Agent-Based Modeling (ABM) is a computational approach to modeling reality. ABM is not new having a history dating back to the 1960s. What is new is that the average computer often will possess the needed computational power to use ABM for modeling purposes. This has led to an explosion in interest in ABMs.
This post will introduce ABM and some terms associated with this field of research.
Terms
The term agent-based modeling (ABM) has a lot to it that we need to unpack first. The word “agent” in this context means a computational object that possesses specific actions and behaviors. An example of this might be a car in traffic or birds flying together. These examples will make more sense later.
A model is a description of a process, event, or system. Models are developed to explore a phenomenon because the model can be manipulated to extract understanding. Specifically, a computational model takes inputs (variables) and manipulates the inputs in an algorithm like way. This allows for the prior mentioned experimentation but also for the ability to communicate quantitative results differently than a traditional mathematical equation.
With our knowledge of agents and modeling, we can now say that ABM is a computational model of agents and their interaction with an environment created by the researcher.
More Terms
The rationale behind ABM is the idea of emergence. By emergence, it is meant that when agents interact patterns begin to “emerge.” For example, cars travel together leading to traffic jams and birds fly together in flocks. The pattern of a traffic jam and a flock is only possible when the agents (cars and birds) interact with each other in each system.
Emergence can be seen from two different perspectives. Integrative emergence is the observer knowing the behavior of individual agents but trying to determine patterns or see the “big picture” of the system. For example, you know how cars drive in traffic but you want to understand the patterns of a traffic jam.
Differential emergence is the opposite. It involves the observer knowing the general pattern or big picture but wanting to determine the behavior and actions of individual agents. For example, you know the pattern of a traffic jam but want to learn how individual cars drive in a traffic jam.
A common error people make when looking for emergence is something called deterministic-centralized mindset. This view holds there is no randomness in a pattern and that there is some form of a controller of the pattern. For example, someone is responsible for the traffic jam, or there is a leader among the birds flying in a flock. From these two examples, you can see that it is more common for people to err on the side integrative emergence in that they see individuals responsible for the patterns rather than the system.
Pros & Cons
ABM allows people to explore the complex phenomenon in a hypothetically way. It is possible to generate large amounts of data in a computationally cheap way. In addition, many people find the results of an ABM to be easier to understand because knowledge of calculus is not required. The removal of math seems convenient but equations offer a compact explanation that ABM is not able to duplicate making this a disadvantage.

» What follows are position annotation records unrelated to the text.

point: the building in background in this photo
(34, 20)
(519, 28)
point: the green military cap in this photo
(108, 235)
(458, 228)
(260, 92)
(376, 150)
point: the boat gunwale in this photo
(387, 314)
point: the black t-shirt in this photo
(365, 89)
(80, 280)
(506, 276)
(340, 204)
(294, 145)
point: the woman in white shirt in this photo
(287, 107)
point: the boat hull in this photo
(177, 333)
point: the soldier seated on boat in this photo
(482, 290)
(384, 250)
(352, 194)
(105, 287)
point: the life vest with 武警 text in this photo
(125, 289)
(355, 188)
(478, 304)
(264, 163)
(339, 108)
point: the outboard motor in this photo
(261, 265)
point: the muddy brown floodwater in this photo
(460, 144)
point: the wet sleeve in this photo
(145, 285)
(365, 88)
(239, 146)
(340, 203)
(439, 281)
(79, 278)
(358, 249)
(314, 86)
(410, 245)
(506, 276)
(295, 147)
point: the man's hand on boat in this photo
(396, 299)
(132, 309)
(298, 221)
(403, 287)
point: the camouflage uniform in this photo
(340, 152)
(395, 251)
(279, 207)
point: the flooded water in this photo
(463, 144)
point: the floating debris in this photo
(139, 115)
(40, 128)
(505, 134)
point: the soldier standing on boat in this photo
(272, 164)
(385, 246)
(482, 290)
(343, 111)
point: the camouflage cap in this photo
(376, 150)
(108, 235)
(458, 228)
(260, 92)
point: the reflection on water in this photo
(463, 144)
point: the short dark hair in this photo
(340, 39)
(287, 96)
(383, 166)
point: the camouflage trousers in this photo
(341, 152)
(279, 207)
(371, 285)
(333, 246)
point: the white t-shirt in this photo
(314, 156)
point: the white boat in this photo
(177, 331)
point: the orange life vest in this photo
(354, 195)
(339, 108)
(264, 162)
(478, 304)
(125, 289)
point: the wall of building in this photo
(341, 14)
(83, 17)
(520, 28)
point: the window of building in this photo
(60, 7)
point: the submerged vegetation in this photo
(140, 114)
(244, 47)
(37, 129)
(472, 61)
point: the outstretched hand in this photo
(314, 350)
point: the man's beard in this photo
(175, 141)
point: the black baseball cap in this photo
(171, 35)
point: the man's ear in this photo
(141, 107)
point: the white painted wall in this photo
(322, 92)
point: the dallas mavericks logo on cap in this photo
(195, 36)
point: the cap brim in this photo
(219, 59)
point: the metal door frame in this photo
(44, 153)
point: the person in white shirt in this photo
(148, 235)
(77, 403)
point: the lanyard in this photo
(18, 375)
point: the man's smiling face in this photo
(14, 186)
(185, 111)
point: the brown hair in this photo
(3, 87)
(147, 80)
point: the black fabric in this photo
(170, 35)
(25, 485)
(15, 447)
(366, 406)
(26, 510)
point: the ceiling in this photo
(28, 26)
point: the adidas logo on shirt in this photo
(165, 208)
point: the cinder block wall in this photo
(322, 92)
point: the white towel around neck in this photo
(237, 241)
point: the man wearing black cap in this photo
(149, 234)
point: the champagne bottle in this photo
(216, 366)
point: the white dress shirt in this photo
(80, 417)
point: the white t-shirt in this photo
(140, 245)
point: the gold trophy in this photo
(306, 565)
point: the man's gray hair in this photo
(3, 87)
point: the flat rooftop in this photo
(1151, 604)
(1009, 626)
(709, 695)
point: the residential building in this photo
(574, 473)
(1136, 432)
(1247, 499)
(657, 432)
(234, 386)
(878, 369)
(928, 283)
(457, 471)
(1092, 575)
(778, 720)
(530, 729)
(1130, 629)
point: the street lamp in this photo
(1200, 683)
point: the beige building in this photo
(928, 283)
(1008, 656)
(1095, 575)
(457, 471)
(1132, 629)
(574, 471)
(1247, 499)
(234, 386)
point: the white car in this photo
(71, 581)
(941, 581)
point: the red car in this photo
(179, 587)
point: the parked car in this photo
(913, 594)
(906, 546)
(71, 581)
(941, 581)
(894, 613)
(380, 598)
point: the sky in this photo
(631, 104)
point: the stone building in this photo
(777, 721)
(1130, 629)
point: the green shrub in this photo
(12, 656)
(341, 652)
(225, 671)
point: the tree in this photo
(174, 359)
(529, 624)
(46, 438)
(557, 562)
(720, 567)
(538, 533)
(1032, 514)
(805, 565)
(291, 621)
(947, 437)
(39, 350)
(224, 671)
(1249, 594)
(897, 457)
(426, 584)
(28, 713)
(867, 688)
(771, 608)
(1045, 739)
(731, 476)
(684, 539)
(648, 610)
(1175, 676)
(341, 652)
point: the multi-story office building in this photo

Among supporters of ABM, there is a small tendency to over-promise the capabilities. There is an argument that the development of ABM is similar to the switch from Roman to Arabic numbers during the Middle Ages. This is unlikely to be a fair comparison because the switch in number systems had a tremendous practical influence in everyday life whereas ABMs might be useful for scholarly like people but not a more practical person such as a plumber or entrepreneur.
Conclusion
ABMs allow researchers to experiment with various scenarios in a highly cost-efficient way. Modeling system with agents provides an approximation of reality that was not possible before. All approaches to uncovering reality have their flaws. However, ABMs providing a unique contribution to research today.